DOES IT MATTER? GOING ABROAD FOR SOCIAL OPENNESS AND EMOTIONAL STABILITY
National Taiwan Normal University (TAIWAN)
About this paper:
Appears in:
INTED2010 Proceedings
Publication year: 2010
Pages: 3173-3182
ISBN: 978-84-613-5538-9
ISSN: 2340-1079
Conference name: 4th International Technology, Education and Development Conference
Dates: 8-10 March, 2010
Location: Valencia, Spain
Abstract:
The climate of globalization has dramatically changed today’s workplace and educational environment. Faced such challenges, many organizations attempt to develop staff’s or students’ intercultural ability by encouraging them including traveling abroad, living abroad for a period of time, and interacting with foreigners.
In past decades, such going-abroad experience has been viewed as an appropriate choice to enhance cultural competence, such as openness for social interaction and emotional ability. Increasing numbers of universities have initiated international exchange programs that encourage/require students to go abroad or study with international participants. In addition, many companies also include overseas experiences in their cross-cultural training. Such cross-border experience is perceived as an effective way to broaden people’s worldview and to develop better adaptability, which includes openness for social interaction and emotional stability. Some managers believed that sending people to an international arena will lead to their development in intercultural ability. A business executive suggested, “If you throw people into a swimming pool, they would learn to swim. Therefore, if you send them to international environments, they would fight to survive and really become international talents.”
While international experience is assumed to be an effective way to help develop openness and emotional intelligence, empirical studies for examining such a relationship are rare. Therefore, the purpose of this study is to understand the relationship between the experience (going abroad and contacting foreigners) and the two critical components of cultural adaptability, namely, social openness and emotional stability. Through an empirical analysis by SEM approach, this study worked to clarify an important question, that is, does such cross-border experience facilitate development of openness and emotional stability, which are important components of cultural adaptability?
A total of 359 Taiwanese samples were used from the database of the Taiwan Social Change Survey, which included questions regarding globalization that met the needs of this study. This database archives baseline information about Taiwanese society by surveying the general adult population using rigorous sampling designs.
Although the experience of being abroad has been viewed as an important factor to enhance cultural ability in international education literature, the results of this study, however, indicate that such experiences had no significant effect on openness for social interaction and emotional stability. The findings suggest that these formats, including traveling overseas, living abroad, or contact with people abroad, were not guaranteed to enhance openness to social interaction and emotional ability. These finings were similar to Selmer’s unexpected results showing that expatriates’ previous international experience did not necessarily have effect on their later cross-cultural adjustment.
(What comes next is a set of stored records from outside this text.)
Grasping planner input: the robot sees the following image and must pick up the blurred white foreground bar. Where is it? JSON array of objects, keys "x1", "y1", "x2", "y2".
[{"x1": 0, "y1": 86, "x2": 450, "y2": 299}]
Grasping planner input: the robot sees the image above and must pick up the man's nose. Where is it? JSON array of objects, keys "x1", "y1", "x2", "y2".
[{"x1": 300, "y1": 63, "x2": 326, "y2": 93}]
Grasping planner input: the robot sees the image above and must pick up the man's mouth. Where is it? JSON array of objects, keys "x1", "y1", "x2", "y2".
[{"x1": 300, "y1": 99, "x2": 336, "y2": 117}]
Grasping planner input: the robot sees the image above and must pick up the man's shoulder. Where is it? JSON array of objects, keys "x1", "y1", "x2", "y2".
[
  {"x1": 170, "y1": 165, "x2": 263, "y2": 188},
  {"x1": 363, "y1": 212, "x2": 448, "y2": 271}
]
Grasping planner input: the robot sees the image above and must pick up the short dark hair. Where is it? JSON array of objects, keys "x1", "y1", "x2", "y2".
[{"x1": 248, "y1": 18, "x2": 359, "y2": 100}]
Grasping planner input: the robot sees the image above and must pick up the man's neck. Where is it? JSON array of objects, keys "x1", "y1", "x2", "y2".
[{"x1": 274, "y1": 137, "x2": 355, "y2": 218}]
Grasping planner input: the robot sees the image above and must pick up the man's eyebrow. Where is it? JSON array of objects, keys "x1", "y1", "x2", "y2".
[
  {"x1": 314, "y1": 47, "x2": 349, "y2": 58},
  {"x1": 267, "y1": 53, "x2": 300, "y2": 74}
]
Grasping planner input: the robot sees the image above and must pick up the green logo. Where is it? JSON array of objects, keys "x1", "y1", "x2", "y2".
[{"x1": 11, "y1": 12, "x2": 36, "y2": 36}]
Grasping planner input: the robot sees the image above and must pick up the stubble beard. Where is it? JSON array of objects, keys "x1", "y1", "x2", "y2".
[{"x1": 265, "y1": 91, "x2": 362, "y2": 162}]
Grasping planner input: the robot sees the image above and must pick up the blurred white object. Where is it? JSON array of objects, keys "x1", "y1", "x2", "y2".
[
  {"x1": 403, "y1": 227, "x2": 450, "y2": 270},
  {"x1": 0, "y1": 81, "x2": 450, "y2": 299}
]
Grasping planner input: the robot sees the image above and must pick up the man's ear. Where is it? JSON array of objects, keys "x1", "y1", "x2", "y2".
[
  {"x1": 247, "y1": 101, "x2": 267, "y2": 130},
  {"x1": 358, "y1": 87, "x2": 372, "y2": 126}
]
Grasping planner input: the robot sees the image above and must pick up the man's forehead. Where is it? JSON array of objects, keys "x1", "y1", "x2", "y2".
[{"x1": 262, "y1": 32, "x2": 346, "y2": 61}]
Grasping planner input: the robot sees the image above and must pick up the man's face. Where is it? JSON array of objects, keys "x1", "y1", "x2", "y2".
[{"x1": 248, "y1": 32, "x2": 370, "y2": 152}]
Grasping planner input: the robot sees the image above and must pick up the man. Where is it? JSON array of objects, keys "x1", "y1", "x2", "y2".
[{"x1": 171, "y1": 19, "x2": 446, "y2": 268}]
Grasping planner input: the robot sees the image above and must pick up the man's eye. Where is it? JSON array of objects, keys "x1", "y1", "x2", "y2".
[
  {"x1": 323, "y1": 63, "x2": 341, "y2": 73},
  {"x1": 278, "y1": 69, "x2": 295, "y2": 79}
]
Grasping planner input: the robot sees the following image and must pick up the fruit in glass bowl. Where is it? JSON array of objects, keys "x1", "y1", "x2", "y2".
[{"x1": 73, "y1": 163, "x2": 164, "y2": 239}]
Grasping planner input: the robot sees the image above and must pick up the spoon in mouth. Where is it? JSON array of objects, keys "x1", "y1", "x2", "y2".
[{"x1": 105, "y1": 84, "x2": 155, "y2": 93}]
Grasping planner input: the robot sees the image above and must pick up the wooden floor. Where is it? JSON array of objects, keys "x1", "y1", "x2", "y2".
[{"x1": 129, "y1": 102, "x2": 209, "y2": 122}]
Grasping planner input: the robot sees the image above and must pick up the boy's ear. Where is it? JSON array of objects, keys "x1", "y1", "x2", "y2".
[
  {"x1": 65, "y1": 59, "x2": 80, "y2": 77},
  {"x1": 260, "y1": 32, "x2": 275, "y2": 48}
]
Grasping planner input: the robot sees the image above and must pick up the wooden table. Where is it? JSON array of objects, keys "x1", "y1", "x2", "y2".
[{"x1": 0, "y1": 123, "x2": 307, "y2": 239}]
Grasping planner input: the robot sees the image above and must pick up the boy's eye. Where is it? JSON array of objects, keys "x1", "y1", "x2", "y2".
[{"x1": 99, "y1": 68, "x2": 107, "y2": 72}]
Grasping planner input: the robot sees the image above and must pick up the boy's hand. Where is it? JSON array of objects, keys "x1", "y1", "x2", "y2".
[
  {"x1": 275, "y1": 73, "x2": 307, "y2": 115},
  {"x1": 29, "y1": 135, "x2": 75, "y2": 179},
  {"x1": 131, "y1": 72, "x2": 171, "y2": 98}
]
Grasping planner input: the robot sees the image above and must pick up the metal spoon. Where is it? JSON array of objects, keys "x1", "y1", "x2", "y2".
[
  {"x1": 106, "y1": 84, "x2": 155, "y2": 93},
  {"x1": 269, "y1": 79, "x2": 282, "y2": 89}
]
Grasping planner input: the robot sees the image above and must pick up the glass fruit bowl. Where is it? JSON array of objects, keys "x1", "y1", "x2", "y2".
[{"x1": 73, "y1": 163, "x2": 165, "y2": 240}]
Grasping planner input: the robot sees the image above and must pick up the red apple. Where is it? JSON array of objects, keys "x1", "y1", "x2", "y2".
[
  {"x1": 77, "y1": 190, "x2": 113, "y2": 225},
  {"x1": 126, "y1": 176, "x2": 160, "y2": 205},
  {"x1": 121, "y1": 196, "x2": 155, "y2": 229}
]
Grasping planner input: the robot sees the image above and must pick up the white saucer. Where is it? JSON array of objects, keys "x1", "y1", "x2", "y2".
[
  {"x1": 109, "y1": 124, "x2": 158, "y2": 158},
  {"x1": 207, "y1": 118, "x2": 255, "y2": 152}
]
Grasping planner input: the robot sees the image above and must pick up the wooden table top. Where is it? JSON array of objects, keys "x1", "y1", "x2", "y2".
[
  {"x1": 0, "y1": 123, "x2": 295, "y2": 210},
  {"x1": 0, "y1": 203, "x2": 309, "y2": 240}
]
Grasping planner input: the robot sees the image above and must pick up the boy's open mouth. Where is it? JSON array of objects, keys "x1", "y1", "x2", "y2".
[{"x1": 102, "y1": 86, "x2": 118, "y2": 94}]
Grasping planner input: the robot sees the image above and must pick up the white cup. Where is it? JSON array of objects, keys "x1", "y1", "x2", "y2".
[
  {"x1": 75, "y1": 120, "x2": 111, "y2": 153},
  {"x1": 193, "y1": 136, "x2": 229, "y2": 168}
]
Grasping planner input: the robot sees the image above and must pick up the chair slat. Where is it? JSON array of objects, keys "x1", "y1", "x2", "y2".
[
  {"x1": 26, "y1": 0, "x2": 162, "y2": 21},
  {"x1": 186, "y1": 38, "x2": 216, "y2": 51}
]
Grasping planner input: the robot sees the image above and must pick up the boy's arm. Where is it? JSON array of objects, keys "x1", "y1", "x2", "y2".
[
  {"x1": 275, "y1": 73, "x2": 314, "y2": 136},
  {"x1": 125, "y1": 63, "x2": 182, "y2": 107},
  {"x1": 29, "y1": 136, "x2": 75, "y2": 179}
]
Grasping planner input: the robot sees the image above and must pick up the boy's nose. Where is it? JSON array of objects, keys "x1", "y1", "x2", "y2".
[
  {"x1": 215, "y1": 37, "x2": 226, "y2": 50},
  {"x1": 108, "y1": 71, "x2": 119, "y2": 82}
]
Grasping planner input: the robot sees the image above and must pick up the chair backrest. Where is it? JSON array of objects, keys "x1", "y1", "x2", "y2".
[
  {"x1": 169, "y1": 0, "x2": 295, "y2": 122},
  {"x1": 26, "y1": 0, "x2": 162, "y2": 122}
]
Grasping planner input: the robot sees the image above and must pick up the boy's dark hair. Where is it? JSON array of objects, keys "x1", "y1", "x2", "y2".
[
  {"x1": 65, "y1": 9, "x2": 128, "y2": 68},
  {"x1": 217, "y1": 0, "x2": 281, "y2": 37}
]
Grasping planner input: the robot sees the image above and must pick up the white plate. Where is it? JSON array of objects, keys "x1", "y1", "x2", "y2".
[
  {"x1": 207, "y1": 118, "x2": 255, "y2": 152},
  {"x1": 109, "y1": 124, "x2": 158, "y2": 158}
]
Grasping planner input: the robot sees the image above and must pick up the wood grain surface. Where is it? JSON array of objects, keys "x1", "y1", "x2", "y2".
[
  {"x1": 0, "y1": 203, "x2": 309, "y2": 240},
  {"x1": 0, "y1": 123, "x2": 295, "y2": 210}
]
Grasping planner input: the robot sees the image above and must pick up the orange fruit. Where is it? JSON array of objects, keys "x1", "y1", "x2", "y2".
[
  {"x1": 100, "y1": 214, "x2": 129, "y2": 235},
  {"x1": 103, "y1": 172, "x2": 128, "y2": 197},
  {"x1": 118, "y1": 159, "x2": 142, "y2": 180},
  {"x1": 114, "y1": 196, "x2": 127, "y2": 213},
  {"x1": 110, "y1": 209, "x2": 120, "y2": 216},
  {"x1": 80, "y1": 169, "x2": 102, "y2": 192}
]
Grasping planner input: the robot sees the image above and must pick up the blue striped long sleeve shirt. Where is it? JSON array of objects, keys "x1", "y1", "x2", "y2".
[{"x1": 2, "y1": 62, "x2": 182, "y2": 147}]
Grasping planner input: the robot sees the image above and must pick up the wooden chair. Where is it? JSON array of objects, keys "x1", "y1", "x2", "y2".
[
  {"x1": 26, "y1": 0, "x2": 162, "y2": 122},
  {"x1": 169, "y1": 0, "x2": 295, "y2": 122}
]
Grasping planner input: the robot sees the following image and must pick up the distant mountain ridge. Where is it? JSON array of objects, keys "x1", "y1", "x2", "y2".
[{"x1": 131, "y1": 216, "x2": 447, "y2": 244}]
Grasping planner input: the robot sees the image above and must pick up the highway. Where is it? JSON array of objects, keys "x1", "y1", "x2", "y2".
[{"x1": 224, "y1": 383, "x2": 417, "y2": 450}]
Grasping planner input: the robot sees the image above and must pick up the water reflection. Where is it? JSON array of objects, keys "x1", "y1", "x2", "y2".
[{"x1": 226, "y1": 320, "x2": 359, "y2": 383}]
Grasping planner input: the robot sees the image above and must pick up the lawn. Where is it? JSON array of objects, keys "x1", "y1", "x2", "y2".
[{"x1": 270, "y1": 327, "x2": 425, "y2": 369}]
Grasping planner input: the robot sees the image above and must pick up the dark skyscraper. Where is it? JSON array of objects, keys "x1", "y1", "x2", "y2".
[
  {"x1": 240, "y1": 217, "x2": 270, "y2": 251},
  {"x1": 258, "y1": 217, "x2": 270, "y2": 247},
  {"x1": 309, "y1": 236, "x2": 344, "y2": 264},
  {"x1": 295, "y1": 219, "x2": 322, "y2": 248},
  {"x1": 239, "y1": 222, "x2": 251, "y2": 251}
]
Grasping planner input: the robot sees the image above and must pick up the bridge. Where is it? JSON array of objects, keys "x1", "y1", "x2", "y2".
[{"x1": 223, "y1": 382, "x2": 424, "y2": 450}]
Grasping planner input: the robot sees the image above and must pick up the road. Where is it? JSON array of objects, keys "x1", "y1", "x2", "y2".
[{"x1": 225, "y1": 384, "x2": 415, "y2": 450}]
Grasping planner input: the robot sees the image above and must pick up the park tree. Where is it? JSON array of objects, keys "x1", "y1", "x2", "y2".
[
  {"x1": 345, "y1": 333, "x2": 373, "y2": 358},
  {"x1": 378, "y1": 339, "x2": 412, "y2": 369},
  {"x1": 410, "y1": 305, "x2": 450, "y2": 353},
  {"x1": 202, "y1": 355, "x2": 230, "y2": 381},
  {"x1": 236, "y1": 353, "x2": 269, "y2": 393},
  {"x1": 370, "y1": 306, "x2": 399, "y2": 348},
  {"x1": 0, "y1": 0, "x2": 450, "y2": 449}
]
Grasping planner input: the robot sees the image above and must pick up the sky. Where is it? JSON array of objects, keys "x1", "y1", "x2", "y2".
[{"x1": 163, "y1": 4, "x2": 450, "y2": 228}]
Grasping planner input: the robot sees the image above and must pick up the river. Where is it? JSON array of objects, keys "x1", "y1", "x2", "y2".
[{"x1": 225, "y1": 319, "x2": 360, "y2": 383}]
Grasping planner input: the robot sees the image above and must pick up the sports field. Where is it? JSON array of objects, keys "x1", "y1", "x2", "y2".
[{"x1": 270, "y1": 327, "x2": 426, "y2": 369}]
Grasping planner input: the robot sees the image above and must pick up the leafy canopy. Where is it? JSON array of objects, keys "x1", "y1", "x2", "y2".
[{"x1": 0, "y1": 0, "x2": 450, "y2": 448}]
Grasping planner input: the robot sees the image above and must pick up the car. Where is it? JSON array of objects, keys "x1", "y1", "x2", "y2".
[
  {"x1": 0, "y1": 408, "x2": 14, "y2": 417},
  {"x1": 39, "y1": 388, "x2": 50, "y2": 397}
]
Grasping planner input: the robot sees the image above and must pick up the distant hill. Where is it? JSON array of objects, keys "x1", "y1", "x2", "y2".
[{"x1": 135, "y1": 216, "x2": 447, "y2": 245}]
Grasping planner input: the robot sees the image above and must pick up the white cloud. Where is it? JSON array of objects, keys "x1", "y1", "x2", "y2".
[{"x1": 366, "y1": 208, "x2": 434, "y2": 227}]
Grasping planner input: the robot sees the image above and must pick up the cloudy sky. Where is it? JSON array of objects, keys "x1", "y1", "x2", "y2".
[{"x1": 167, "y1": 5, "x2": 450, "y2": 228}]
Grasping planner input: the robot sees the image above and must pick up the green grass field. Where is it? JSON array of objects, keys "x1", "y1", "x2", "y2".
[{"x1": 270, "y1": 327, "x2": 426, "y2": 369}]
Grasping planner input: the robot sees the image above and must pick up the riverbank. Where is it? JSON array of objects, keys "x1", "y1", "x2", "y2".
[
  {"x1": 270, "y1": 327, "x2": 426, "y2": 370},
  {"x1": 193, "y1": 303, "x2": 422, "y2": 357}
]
In this study, these findings were not used to reject the benefits of international experiences identified in the number of previous studies. However, it called for a more careful examination regarding how to use and design international experience for learning more effectively. Implications for international exchange programmers and future researchers were provided based on the study results.
Keywords:
international experience, cultural ability, cultural competence development.